“Even if the aliens are short, gloomy, and sexually obsessed,” the late cosmologist Carl Sagan once thought, “if they’re here, I want to know about them.”
Guided by the same mindset, a NASA-led team of international scientists has developed a new message that proposes to radiate across the galaxy in hopes of making first contact with intelligent aliens.
The interstellar message, known as the beacon in the galaxy, opens with simple principles of communication, some basic concepts in math and physics, DNA components, and ends with information about humans, Earth, and a return address if a distant recipient intends to respond.
The research team, led by Dr. Jonathan Jiang of NASA’s Jet Propulsion Laboratory in California, says that with technical improvements, the binary message can be transmitted to the heart of the Milky Way by the Allen Telescope at the Seti Institute in California and the 500-meter Spherical radio telescope with aperture price China |
Researchers say the message could, with upgrades, be sent from China’s 500-meter spherical radio telescope. Photo: Xinhua / REX / Shutterstock
In a preliminary document not reviewed by partners, scientists recommend sending the message to a dense ring of stars near the center of the Milky Way, a region considered the most promising for life. “Humanity has, we say, a compelling story to share and a desire to know about others – and now there are means to do so,” the researchers wrote.
The message, if it ever leaves Earth, will not be the first. The lighthouse in the galaxy is based on a message from Arecibo sent in 1974 by an observatory of the same name in Puerto Rico. It’s aimed at a bunch of stars about 25,000 light-years away, so it won’t be coming soon. Since then, numerous announcements have been made to heaven, including an advertisement for Doritos and an invitation written in Klingon to the Klingon Opera in The Hague.

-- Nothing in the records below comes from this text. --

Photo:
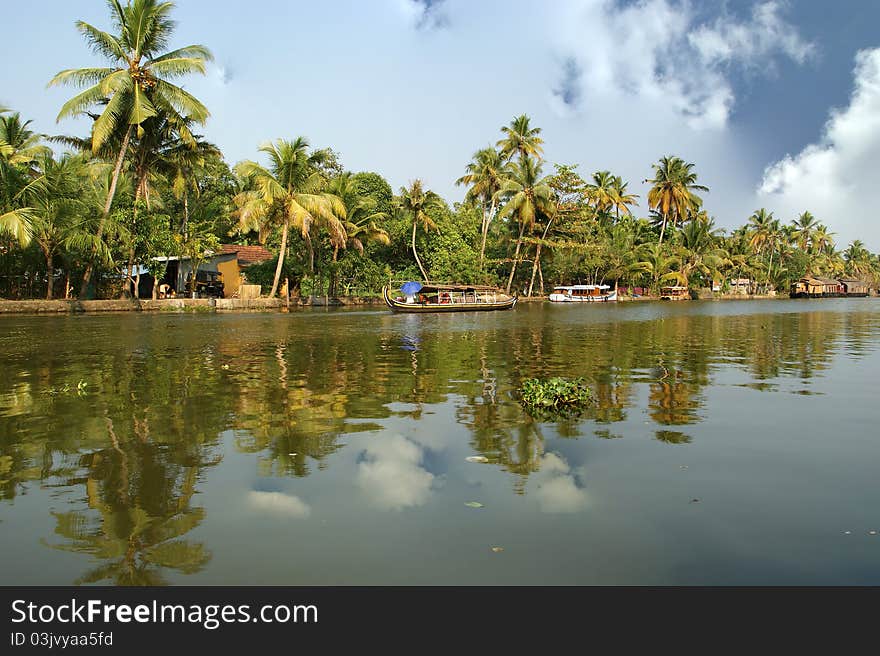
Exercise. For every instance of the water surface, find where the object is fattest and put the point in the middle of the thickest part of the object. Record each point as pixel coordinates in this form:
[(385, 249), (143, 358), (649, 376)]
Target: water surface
[(731, 443)]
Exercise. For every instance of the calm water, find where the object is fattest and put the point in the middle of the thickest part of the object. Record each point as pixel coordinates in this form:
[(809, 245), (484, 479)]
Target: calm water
[(732, 443)]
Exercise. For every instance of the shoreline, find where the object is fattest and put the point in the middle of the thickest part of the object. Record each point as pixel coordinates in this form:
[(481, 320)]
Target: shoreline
[(229, 305)]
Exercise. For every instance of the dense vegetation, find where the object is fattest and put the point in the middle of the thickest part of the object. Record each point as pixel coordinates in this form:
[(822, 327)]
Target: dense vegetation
[(144, 184)]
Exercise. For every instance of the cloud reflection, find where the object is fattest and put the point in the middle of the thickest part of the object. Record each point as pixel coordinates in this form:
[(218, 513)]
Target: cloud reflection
[(559, 489), (391, 475)]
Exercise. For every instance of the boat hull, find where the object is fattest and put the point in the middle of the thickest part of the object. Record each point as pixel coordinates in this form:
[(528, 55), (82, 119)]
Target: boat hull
[(562, 298), (399, 306)]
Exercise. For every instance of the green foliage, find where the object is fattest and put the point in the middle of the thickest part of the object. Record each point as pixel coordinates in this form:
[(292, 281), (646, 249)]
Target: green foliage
[(549, 398)]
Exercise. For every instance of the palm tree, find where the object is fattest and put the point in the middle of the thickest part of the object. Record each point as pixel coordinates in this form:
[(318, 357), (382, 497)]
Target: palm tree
[(521, 139), (290, 193), (19, 151), (804, 230), (527, 195), (857, 258), (600, 192), (672, 193), (621, 199), (416, 202), (58, 210), (485, 176), (765, 235), (136, 86)]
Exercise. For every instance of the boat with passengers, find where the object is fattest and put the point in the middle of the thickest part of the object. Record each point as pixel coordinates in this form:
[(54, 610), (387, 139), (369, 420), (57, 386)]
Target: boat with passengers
[(446, 297), (583, 294)]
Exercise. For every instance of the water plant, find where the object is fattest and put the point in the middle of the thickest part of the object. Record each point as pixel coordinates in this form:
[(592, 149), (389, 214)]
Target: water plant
[(552, 397)]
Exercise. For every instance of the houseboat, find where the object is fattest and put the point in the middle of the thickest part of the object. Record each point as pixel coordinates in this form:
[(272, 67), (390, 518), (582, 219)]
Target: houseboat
[(816, 287), (674, 293), (583, 294), (853, 287), (446, 297)]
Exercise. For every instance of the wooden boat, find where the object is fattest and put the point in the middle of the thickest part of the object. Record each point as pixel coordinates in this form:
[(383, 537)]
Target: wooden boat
[(674, 293), (583, 294), (442, 297)]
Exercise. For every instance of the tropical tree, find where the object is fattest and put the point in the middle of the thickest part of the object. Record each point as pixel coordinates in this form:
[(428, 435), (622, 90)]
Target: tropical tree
[(418, 204), (672, 192), (485, 176), (290, 193), (137, 85), (521, 139), (527, 195)]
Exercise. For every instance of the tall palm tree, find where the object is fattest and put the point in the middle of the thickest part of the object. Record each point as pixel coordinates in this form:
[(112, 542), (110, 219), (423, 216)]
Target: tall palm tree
[(485, 176), (20, 149), (136, 86), (290, 193), (527, 195), (765, 235), (672, 193), (804, 230), (60, 215), (521, 139), (621, 198), (417, 202)]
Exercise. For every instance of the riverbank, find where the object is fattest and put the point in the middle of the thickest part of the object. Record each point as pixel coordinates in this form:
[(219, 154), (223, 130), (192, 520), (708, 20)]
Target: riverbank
[(251, 305), (178, 305)]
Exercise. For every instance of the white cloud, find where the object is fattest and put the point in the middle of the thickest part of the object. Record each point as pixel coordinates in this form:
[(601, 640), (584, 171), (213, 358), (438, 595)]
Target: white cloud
[(558, 490), (658, 50), (279, 503), (391, 475), (836, 177)]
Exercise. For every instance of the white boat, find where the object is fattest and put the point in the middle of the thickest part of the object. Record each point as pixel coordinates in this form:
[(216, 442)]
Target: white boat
[(583, 294)]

Such attempts at interstellar communication are not easy. The chances of an intelligent civilization intercepting a message can be extremely low, and even if contact is made, establishing a fruitful conversation can be frustrating when the response can take tens of thousands of years. The aliens may not even understand the signal: as a test for the Arecibo message, Frank Drake, its designer, published the letter to some fellow scientists, including a number of Nobel laureates. None of them understood.
There are other concerns. More than a decade ago, Professor Stephen Hawking warned that people should refrain from sending messages into space in case they attract the wrong attention. “If aliens visit us, the result will be similar to when Columbus landed in America, which was not good for the Indians,” he told a Discovery documentary.
But Dr. Jiang and his colleagues say that an alien species capable of communicating in space may have learned the value of peace and cooperation, and humanity could learn a lot from them. “We believe that the advances in science that can be made in pursuing this task, if communication is established, would far outweigh the concerns,” they wrote.
Dr Anders Sandberg, a senior fellow at the Institute for the Future of Humanity at Oxford University, said: “My view is that the overall risks and benefits of sending messages are small; it is better and safer for us to move into space and hope that we will eventually find neighbors when we are both adult species. “
But he said it was worth thinking about how we could communicate with aliens. “I think this is something we need to see as training to learn better coordination as a species,” he added.